Each Neapolitan Novel is better than the last. In the third installment, I was particularly struck by Ferrante’s ability to capture dissatisfaction. The lived experience of it, off the page, is obviously disagreeable—and yet Ferrante’s communication of it is the opposite: thrilling and dynamic and wholly absorbing. Similarly, the complexity of Elena’s and Lila’s psychology is nothing short of masterful. Neither woman is formulaically constructed and yet I could accurately describe both as “ordinary.” Their personalities are so lush, so fully realized, and – most importantly – so believable that I think of them in my thoughts as people (versus characters). Both women’s stories are remarkable—though again, not because they contain remarkable material. They are remarkable only in Ferrante’s telling of them. The Neapolitan Novels are the most developed character studies I’ve ever read, and Those Who Leave and Those Who Stay is especially deserving of literary praise. That said, the most salient feature of Ferrante’s writing is, to my mind, not its technical perfection. Instead, Ferrante’s achievement is accessibility. Her capacity to check the “craft” and “entertainment” boxes simultaneously is, to use the word a final time, remarkable.
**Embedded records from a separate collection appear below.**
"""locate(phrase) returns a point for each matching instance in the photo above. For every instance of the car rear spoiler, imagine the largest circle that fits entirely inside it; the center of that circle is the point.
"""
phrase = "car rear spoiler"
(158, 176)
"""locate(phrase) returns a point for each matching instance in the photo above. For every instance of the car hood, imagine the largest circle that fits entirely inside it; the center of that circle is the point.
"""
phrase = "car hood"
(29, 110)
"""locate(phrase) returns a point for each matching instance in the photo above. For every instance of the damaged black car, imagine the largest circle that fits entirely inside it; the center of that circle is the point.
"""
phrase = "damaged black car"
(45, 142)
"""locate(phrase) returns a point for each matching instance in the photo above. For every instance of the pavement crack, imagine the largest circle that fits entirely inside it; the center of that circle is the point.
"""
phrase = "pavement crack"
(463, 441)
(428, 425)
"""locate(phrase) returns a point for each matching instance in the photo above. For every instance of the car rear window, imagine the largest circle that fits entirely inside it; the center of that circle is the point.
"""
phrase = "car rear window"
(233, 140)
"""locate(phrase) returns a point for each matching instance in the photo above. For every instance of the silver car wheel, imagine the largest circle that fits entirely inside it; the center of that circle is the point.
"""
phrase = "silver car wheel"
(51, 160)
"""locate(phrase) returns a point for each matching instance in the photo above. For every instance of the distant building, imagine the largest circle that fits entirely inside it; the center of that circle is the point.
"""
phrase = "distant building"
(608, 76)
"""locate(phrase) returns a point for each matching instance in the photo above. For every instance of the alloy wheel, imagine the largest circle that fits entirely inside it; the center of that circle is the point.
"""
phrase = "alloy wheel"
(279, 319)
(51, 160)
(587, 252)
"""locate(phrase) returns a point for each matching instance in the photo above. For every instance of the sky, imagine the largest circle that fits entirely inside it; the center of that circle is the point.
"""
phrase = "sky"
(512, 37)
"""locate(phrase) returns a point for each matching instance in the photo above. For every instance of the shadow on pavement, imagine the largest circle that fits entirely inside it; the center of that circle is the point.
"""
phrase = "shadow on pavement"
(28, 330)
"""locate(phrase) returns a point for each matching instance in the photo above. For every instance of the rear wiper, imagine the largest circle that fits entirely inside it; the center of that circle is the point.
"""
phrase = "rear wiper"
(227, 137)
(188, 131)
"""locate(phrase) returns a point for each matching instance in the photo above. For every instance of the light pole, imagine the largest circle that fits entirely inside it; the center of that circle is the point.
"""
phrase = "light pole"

You’re a writer. You write about love. Everything that happens to us feeds the imagination and helps us to create. Let me be near you—it’s something you’ll be able to write about. [A compelling pickup line if I ever heard one.]
Become. It was a verb that had always obsessed me … I wanted to become, even though I had never known what. And I had become, that was certain, but without an object, without a real passion, without a determined ambition.